Evangelical leader admits he paid for meth, massage
But says he never took drug or had sex with the man
COLORADO SPRINGS, Colo. -- The Rev. Ted Haggard admitted yesterday that he bought methamphetamine and received a massage from a male prostitute. But the influential Christian evangelist insisted he threw the drugs away and never had sex with the man.
Haggard, who as president of the National Association of Evangelicals wielded influence on Capitol Hill and condemned gay marriage and homosexuality, resigned Thursday after a Denver man named Mike Jones said he had many trysts with Haggard.
Yesterday, Haggard said that he received a massage from Jones after being referred to him by a Denver hotel and that he bought meth for himself from Jones.
But Haggard said he never had sex with Jones. And as for the drugs, "I was tempted, but I never used it," the 50-year-old Haggard told reporters from his vehicle while leaving his home with his wife and three of his five children.
Jones, 49, denied selling meth to Haggard. "Never," he told MSNBC. Haggard "met someone else that I had hooked him up with to buy it."
Jones also scoffed at the idea that a hotel would have sent Haggard to him.
"No concierge in Denver would have referred me," he said. He said he advertised himself as an escort only in gay publications or on gay websites.
Jones did not immediately return calls seeking comment yesterday.
In addition to resigning his post at the National Association of Evangelicals, which claims 30 million members, Haggard stepped aside as leader of his 14,000-member New Life Church pending a church investigation. In a television interview earlier this week, he said, "Never had a gay relationship with anybody, and I'm steady with my wife. I'm faithful to my wife."
In Denver, where Jones said his encounters with Haggard took place, police Detective Virginia Quinones said she was checking into whether the alleged drug deal was under investigation.
Jones said Haggard paid him for sex nearly every month for three years until August. He said Haggard identified himself as "Art." Jones said he learned who Haggard was when he saw the evangelical leader on television.

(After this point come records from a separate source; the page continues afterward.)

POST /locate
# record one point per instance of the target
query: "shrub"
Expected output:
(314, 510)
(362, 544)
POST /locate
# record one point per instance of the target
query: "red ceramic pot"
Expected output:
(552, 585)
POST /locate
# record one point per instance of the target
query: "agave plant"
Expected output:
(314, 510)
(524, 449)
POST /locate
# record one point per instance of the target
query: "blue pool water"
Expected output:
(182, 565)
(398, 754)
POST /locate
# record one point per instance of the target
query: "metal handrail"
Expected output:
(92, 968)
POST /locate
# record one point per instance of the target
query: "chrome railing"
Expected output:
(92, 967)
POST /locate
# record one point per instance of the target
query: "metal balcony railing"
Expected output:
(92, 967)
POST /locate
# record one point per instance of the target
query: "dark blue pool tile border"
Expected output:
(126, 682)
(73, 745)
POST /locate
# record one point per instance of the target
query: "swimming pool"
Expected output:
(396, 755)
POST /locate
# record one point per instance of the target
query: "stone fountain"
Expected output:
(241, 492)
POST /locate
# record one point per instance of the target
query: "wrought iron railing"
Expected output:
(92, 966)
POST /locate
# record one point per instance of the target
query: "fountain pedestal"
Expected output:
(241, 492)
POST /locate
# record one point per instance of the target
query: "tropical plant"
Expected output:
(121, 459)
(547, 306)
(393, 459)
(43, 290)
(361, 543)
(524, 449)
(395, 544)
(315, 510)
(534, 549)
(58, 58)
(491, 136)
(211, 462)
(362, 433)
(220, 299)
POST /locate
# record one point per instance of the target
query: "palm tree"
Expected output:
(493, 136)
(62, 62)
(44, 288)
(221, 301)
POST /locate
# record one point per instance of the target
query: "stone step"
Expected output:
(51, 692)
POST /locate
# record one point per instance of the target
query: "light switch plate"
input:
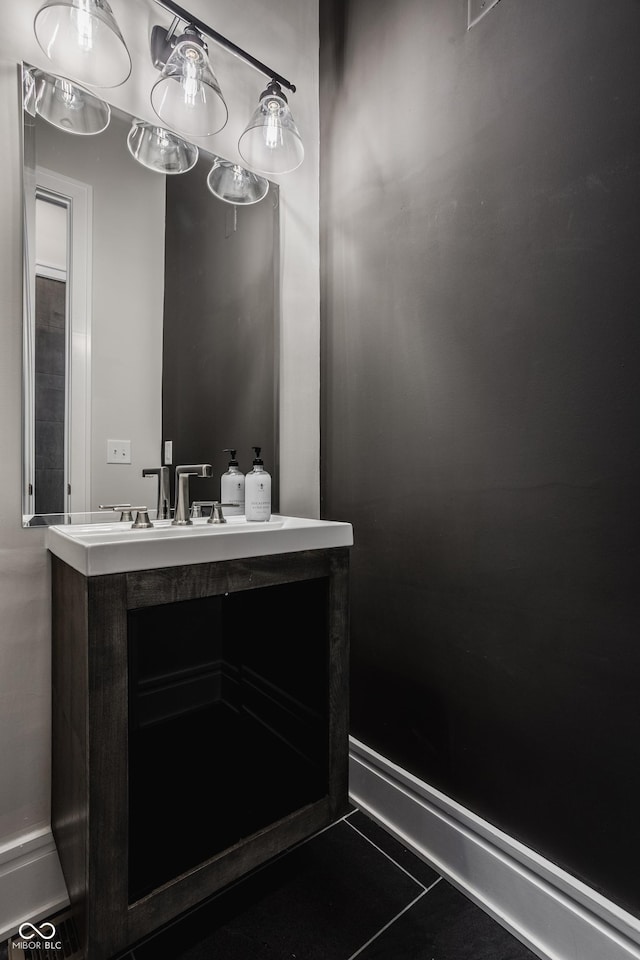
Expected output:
(118, 451)
(477, 10)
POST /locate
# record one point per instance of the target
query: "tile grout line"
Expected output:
(425, 891)
(219, 893)
(394, 862)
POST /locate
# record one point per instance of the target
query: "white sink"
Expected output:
(101, 548)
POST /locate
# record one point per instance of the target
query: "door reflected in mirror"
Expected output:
(151, 314)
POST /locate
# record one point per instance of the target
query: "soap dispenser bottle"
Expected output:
(258, 491)
(232, 486)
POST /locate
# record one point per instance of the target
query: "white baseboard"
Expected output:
(555, 915)
(31, 883)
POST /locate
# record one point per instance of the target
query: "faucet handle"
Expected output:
(142, 514)
(125, 509)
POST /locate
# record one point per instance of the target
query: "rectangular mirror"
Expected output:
(151, 316)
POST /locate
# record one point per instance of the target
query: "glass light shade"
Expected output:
(187, 96)
(233, 184)
(271, 142)
(64, 104)
(160, 149)
(83, 41)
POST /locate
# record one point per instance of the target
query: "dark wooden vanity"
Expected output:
(200, 728)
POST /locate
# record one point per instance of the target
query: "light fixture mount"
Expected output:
(163, 43)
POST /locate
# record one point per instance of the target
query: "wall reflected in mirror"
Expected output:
(151, 315)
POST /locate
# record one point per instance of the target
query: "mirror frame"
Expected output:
(29, 519)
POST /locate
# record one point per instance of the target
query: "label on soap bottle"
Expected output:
(258, 496)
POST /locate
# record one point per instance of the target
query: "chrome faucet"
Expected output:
(181, 513)
(162, 473)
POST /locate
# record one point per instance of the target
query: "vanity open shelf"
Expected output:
(200, 727)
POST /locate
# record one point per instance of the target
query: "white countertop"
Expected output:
(101, 548)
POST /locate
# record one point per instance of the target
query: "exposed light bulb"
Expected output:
(84, 23)
(272, 130)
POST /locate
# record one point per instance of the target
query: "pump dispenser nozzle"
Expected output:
(232, 486)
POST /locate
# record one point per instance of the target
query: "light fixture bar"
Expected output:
(202, 27)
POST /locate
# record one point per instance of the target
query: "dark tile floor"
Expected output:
(350, 891)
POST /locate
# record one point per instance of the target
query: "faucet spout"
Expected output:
(162, 473)
(181, 513)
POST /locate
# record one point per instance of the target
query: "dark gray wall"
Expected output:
(480, 196)
(221, 315)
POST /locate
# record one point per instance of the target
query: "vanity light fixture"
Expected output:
(271, 142)
(83, 41)
(64, 104)
(159, 149)
(187, 97)
(234, 184)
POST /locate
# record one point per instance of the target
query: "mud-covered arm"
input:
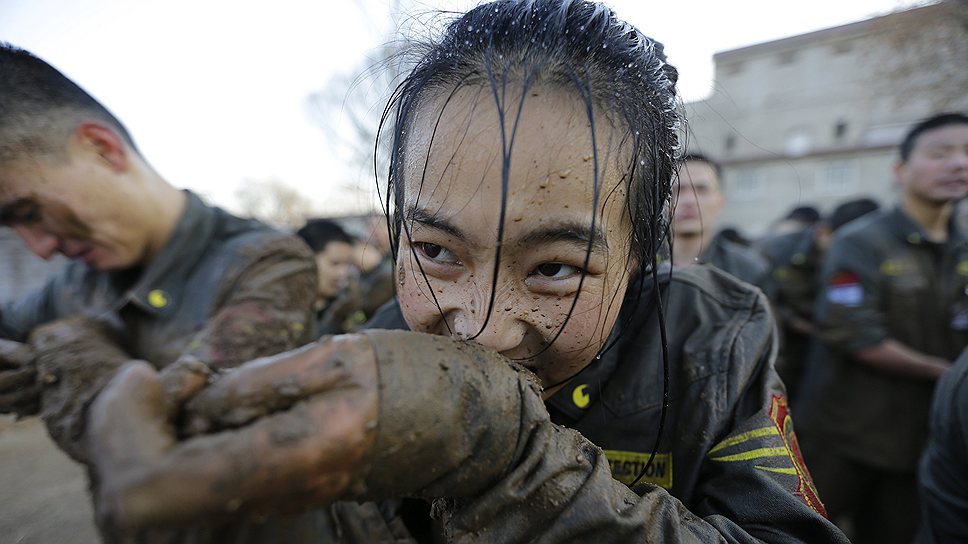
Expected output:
(75, 358)
(752, 487)
(265, 307)
(20, 316)
(850, 317)
(356, 416)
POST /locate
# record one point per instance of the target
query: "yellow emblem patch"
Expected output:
(158, 298)
(580, 397)
(627, 465)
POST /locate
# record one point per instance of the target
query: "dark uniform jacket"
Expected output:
(795, 263)
(943, 476)
(727, 467)
(883, 278)
(223, 289)
(739, 261)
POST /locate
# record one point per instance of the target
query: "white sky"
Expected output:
(214, 91)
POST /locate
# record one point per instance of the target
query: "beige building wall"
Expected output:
(816, 118)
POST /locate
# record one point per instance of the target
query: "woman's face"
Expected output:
(452, 204)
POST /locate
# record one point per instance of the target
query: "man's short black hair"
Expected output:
(699, 157)
(40, 107)
(318, 233)
(807, 215)
(850, 210)
(931, 123)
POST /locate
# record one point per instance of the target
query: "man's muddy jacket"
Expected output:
(223, 290)
(580, 467)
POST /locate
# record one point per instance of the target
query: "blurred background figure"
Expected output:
(795, 259)
(334, 250)
(943, 472)
(893, 315)
(698, 200)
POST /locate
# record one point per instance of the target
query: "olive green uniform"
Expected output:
(727, 466)
(738, 261)
(795, 263)
(882, 279)
(223, 290)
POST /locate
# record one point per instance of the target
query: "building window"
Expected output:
(837, 178)
(799, 141)
(840, 131)
(786, 57)
(733, 68)
(843, 47)
(743, 185)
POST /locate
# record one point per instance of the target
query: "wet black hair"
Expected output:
(848, 211)
(40, 107)
(808, 215)
(699, 157)
(507, 47)
(931, 123)
(319, 233)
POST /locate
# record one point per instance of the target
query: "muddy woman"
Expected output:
(552, 383)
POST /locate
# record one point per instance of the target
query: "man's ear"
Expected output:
(105, 142)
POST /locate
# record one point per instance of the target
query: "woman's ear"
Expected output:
(105, 142)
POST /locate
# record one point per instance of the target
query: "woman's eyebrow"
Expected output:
(570, 232)
(428, 219)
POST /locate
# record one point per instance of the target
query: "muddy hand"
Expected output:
(296, 453)
(19, 390)
(272, 384)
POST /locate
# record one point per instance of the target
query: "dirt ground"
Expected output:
(42, 492)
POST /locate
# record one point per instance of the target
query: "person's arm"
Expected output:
(265, 308)
(850, 318)
(894, 357)
(399, 413)
(19, 388)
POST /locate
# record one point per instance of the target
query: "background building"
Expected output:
(816, 118)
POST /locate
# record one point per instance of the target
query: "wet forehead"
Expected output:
(547, 148)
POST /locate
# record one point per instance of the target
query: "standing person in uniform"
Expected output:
(533, 154)
(944, 464)
(334, 250)
(893, 315)
(155, 274)
(795, 259)
(698, 199)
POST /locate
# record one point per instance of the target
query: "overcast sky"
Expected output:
(215, 91)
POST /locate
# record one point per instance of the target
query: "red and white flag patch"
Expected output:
(845, 289)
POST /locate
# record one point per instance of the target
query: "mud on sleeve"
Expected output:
(266, 309)
(76, 358)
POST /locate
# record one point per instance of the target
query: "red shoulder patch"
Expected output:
(780, 415)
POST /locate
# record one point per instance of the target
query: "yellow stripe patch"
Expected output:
(787, 470)
(758, 453)
(743, 437)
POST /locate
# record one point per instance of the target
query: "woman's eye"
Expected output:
(436, 252)
(556, 270)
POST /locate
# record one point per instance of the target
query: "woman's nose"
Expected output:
(500, 330)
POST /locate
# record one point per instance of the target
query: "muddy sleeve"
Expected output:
(19, 317)
(557, 486)
(847, 311)
(265, 308)
(753, 484)
(75, 359)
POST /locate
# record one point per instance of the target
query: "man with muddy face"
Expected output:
(154, 273)
(554, 385)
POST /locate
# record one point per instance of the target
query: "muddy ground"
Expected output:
(43, 494)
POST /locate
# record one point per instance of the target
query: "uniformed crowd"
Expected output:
(872, 306)
(194, 361)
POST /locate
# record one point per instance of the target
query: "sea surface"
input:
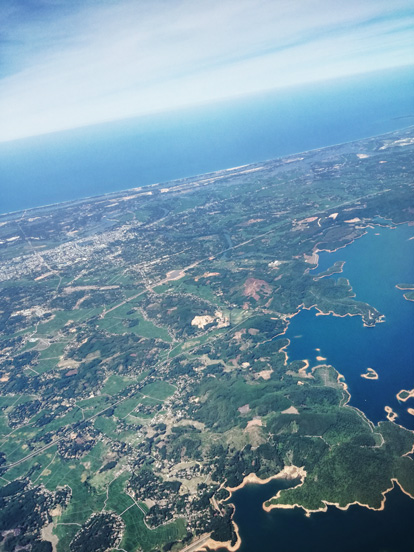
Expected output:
(354, 530)
(374, 264)
(117, 156)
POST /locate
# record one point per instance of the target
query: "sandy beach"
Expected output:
(336, 504)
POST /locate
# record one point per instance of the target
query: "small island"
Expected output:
(336, 268)
(391, 415)
(404, 395)
(370, 374)
(409, 288)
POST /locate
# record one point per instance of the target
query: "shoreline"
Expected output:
(336, 504)
(288, 473)
(370, 374)
(410, 394)
(195, 176)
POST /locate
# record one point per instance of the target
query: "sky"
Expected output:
(72, 63)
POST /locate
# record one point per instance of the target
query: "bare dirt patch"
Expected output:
(252, 287)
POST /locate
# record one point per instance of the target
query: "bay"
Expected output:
(357, 529)
(374, 265)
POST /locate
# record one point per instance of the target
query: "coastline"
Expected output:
(410, 394)
(288, 472)
(336, 504)
(370, 374)
(196, 176)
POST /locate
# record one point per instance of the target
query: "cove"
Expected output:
(356, 529)
(374, 265)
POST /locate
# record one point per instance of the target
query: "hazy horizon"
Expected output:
(69, 65)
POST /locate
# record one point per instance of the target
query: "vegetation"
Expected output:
(144, 363)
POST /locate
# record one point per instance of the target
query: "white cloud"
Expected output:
(97, 62)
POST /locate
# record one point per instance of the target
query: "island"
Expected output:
(370, 374)
(144, 374)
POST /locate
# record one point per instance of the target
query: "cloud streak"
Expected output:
(71, 64)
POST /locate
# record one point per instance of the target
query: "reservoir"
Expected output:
(374, 264)
(356, 529)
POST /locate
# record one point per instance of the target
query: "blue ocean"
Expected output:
(116, 156)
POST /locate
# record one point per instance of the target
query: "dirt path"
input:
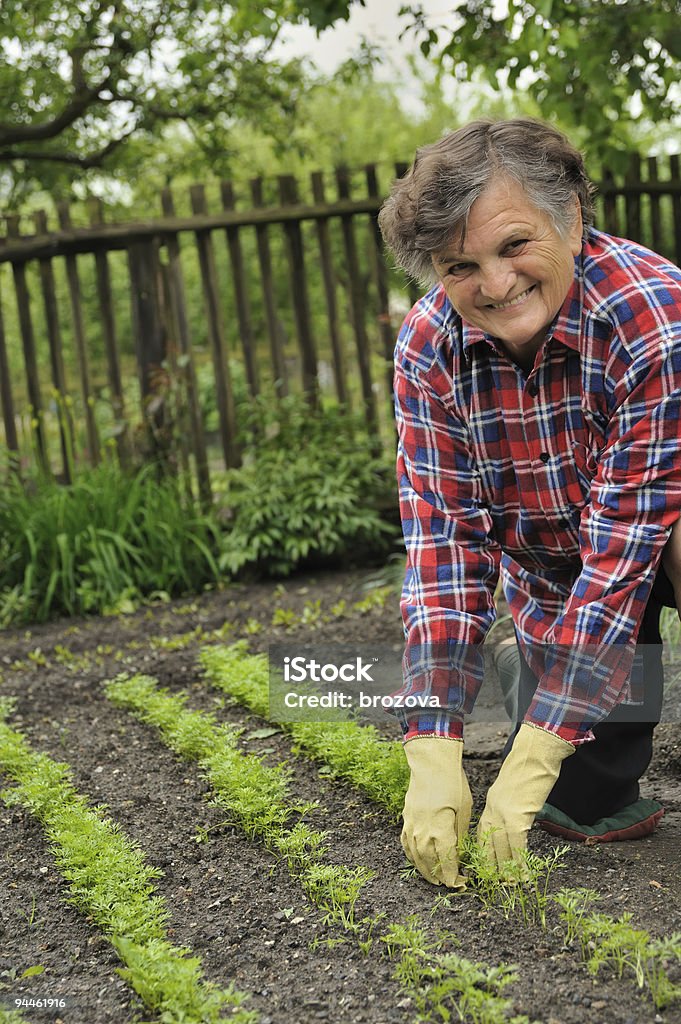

Jones said he went public with the allegations because Haggard has supported a measure on Tuesday's ballot that would amend the state constitution to ban gay marriage. Jones said he was also angry that Haggard publicly condemned gay sex.
Haggard, who had been president of the National Association of Evangelicals since 2003, has participated in conservative Christian leaders' conference calls with White House staff and lobbied members of Congress last year on US Supreme Court nominees.
The NAE's executive committee issued a statement yesterday praising Haggard's service but saying "it is especially serious when a pastor and prominent Christian leader deliberately violates God's standards of conduct."
The statement did not mention the allegations against Haggard beyond noting he had admitted to "some indiscretions."
White House Deputy Press Secretary Tony Fratto said yesterday that Haggard had visited the White House once or twice and participated in some of the conference calls. Corwin Smidt, a political scientist at Calvin College in Grand Rapids, Mich., and director of the Institute for the Study of Christianity and Politics there, said that Haggard's role with the association gave him some political clout, but that the group's focus is more on religion.
"It isn't necessarily that all evangelicals are paying close attention to what he's saying and doing, but he is an important leader," Smidt said.
Jones took a polygraph test yesterday, and his answers to questions about whether he had sexual contact with Haggard "indicated deception," said John Kresnick, who administered the test for free at the request of a radio station.
Jones told reporters afterward, "I am confused why I failed that, other than the fact that I'm totally exhausted."